C’est à table, entre le poulet et le fromage, que mon père s’enflammait : sur la politique, sur la société, sur ce qui allait et ce qui n’allait pas dans le monde. Il avait, il a toujours, des convictions solides : sur la famille, sur le travail, sur la fidélité, sur ce qu’on doit aux siens et ce qu’on doit à Dieu. Des convictions à la protestante, c’est-à-dire pensées, pesées, et tenues.

Je l’écoutais. J’avais des questions, parfois. Mais le repas finissait toujours avant qu’on arrive au fond. On débarrassait, on passait à autre chose, et les questions restaient sur la table avec les miettes.

Cette rubrique, c’est la suite de ces repas-là.


Le dîner du dimanche reprend les sujets qui font dérailler les repas de famille, la fidélité, l’héritage, la propriété, la religion, le travail, les enfants qu’on élève ou qu’on n’élève pas, les vieux qu’on place ou qu’on garde, tout ce dont on ne parle plus à froid parce qu’on sait que ça va chauffer. Et cette fois, on tient la conversation jusqu’au bout. On ne débarrasse pas avant d’avoir fini.

Ce n’est pas une rubrique de polémique. La polémique, c’est quand on entre dans une conversation pour avoir raison. Ce qui m’intéresse est autre chose, comprendre pourquoi ces sujets-là font dérailler les repas, d’où viennent les convictions qu’on croit naturelles, et ce qu’on trouve quand on accepte de les regarder en face sans changer de sujet.

Mon père a ses réponses. Les miennes sont souvent différentes. Je suis, il le sait bien, la fille qui remet tout en cause et ne se soumet à aucune doctrine, y compris la sienne, y compris, d’ailleurs, les doctrines qui prétendent le contredire.
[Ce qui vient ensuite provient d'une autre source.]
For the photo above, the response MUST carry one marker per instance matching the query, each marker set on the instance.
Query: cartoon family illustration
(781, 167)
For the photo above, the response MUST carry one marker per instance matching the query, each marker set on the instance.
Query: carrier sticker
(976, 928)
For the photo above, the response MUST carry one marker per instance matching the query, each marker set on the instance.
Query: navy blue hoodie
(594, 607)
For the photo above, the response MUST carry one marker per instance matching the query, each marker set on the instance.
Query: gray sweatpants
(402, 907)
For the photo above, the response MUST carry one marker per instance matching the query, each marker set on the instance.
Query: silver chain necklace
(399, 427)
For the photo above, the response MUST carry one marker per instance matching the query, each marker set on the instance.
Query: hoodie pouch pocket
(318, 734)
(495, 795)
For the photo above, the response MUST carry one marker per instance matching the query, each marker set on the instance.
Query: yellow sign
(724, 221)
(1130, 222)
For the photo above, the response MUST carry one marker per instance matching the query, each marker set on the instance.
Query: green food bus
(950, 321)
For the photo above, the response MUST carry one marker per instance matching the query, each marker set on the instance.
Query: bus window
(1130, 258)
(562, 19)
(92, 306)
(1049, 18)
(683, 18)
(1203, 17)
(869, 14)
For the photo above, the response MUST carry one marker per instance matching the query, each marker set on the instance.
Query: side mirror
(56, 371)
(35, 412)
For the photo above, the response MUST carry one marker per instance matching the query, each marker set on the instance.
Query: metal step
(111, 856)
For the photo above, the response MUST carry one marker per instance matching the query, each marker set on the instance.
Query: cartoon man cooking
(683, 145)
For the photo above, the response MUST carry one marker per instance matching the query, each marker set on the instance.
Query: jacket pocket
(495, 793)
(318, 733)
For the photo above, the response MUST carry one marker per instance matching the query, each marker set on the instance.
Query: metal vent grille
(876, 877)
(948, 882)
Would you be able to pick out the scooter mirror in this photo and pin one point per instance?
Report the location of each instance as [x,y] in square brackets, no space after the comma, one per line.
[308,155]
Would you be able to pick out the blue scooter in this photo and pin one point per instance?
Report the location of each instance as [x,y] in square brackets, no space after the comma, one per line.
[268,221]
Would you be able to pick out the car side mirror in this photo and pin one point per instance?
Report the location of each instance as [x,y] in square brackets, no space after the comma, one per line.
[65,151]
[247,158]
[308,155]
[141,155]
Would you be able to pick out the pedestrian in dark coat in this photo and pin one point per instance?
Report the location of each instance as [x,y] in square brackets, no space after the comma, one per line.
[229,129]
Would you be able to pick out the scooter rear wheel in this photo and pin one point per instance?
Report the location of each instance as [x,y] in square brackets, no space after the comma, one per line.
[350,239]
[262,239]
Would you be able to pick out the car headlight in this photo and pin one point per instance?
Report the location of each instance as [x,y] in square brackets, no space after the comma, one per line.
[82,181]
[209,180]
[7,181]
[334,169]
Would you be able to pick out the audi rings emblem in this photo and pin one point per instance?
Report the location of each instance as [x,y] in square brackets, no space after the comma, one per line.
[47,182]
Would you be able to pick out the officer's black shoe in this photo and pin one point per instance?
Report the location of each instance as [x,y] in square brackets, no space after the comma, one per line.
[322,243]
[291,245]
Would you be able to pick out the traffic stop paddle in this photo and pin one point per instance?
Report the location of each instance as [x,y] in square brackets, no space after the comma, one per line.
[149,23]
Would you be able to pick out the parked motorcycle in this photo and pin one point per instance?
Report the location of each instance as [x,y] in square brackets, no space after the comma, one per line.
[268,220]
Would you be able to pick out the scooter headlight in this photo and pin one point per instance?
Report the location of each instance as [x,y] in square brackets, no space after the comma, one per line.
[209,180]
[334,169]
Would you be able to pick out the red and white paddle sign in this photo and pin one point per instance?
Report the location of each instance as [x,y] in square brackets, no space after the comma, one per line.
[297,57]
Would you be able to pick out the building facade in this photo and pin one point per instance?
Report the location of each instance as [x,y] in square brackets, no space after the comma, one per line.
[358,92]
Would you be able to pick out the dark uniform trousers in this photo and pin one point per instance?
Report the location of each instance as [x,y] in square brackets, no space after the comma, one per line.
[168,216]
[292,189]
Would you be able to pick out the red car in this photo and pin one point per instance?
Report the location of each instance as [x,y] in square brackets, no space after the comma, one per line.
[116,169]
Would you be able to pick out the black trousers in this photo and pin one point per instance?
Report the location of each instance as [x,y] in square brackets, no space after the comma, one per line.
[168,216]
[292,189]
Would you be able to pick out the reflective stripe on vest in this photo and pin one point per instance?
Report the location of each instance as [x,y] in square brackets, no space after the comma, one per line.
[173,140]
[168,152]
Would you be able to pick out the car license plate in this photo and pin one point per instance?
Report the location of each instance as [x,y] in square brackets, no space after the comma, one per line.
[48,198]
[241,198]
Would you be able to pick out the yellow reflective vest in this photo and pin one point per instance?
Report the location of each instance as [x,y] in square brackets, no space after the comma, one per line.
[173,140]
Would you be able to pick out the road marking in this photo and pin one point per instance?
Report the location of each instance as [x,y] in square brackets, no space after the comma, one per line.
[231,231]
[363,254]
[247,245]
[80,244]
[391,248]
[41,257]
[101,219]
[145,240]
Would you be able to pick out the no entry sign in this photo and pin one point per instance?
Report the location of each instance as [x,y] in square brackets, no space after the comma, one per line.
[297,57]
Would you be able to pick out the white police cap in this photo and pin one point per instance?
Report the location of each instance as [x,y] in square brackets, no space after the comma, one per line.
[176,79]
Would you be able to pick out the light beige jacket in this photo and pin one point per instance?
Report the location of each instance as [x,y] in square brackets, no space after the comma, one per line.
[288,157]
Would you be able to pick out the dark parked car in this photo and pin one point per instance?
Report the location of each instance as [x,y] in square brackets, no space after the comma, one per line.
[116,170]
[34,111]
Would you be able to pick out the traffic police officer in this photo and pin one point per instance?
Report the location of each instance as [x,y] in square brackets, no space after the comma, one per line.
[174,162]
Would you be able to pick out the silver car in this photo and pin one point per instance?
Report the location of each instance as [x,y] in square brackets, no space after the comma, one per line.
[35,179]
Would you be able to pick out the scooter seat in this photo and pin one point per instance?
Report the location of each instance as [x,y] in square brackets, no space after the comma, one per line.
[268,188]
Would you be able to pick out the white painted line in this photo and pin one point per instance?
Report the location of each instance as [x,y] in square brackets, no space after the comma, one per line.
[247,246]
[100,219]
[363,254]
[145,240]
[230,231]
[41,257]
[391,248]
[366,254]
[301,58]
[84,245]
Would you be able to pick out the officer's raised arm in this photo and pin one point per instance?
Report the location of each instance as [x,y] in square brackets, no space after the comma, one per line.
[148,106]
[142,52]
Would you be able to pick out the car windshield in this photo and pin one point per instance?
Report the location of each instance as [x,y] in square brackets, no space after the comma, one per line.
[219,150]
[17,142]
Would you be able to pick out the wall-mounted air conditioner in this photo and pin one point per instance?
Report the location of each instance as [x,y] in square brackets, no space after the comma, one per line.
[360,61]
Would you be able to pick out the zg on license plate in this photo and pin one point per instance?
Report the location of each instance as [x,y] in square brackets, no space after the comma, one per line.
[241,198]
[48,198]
Ce n’est pas un réquisitoire contre lui. C’est la conversation qu’on n’a pas tout à fait eue, celle que le repas coupait toujours trop tôt, et que j’aurais voulu tenir jusqu’au bout. Si je peux me permettre de la rouvrir ici, c’est justement parce qu’entre nous elle n’a jamais été refermée.


Une précision, parce que les précisions évitent les malentendus.

Je ne cherche pas à convaincre, je cherche à penser. Ce n’est pas la même chose, et la différence est importante. Celui qui cherche à convaincre a déjà sa conclusion avant de commencer. Celui qui cherche à penser arrive à table sans savoir tout à fait où il va finir, et c’est précisément ce qui rend le repas intéressant.

Les sujets abordés ici ne sont pas des sujets faciles. Certains lecteurs seront d’accord, d’autres pas. Certains reconnaîtront leur propre table du dimanche, d’autres auront l’impression qu’on parle d’une planète étrangère. Tout cela est bienvenu. Ce qui ne l’est pas, c’est de changer de sujet parce que ça commence à brûler.

Mon père, lui, tient ses convictions debout jusqu’à la fin du repas, et bien après. C’est peut-être le seul héritage que j’aie vraiment reçu de lui. Pas ce qu’il pense, mais cette façon de tenir. Et si je m’en sers aujourd’hui pour interroger tout ce qu’il m’a transmis, qu’il veuille bien y voir ce que c’est vraiment, non pas une trahison, mais une fidélité d’un autre ordre. Pardon, papa. Et merci.